VIDEO: Project Lead the Way benefits students
The Corbin Independent School System is leading the way through a specialized curriculum that helps prepare students for careers in engineering – a field where experts say the nation’s education system has failed to produce enough promising talent.
During the monthly membership luncheon of the Corbin Chamber of Commerce Tuesday, Darrell Horn, an instructor at the Corbin Area Technology Center, discussed Project Lead the Way; a nationwide program that now has participating schools in all 50 states. The Center offers curriculum to its students through
Project Lead the Way as does nearby Corbin High School and Corbin Middle School. The high school is one of only five in Kentucky offering the program.
Locally, Project Lead the Way courses have been offered for three years, but they began in 12 New York state high schools in 1997. Today, 3,000 schools nationwide offer the program.
During a video presentation to Chamber members, Project Lead the Way officials noted that America’s schools only produce about 84,000 engineers a year compared to China with about 300,000. Horn said this is not nearly enough to satisfy the need in the field.
He said the program challenges students in several different ways: through team projects, relevant and practical mathematical exercises, realistic problem solving, and other methods.

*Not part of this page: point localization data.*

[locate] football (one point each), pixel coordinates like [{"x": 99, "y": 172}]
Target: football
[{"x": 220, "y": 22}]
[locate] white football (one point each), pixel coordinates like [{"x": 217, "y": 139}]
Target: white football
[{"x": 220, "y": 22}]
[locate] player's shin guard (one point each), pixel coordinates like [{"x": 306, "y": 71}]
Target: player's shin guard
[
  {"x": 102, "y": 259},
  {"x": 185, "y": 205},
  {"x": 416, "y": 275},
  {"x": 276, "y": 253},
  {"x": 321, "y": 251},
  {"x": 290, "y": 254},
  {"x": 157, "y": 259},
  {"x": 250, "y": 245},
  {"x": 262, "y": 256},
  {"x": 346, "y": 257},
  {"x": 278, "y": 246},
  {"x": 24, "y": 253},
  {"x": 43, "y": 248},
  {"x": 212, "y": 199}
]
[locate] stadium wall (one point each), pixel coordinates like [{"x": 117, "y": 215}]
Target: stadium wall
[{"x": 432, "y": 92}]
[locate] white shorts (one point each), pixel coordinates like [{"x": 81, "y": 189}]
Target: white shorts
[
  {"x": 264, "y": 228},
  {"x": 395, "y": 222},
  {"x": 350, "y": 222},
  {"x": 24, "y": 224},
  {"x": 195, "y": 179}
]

“One of the things I emphasize in my classroom is that it doesn’t matter how crazy an idea may seem. It is not wrong,” Horn said. “I just don’t give my students an assignment and tell them what to do. I don’t want them to just regurgitate to me an answer. I want them to add to it.”
Horn noted that students can earn college credit with many participating universities through the program, and some have even made money-selling patents to companies who want to produce innovative technological solutions. He gave the example of a New York student that sold a patent for technology that allowed a car to be started simply by dialing a number into a cell phone. She made over $1 million.
Horn said Corbin area schools are currently offering four curriculum areas in Project Lead the Way, starting from eighth grade on through high school. Students have the opportunity to use current technology and are taught by teachers who have gone through a rigorous training program so that local Lead the Way courses at Corbin High and the Technology Center are certified.
Horn was accompanied by Corbin teacher Roy Taylor who talked about some of the projects he worked on with his students.
Both Taylor and Horn are engineers by training who have opted to go into the education field. Horn noted that many people with engineering degrees branch out into other areas.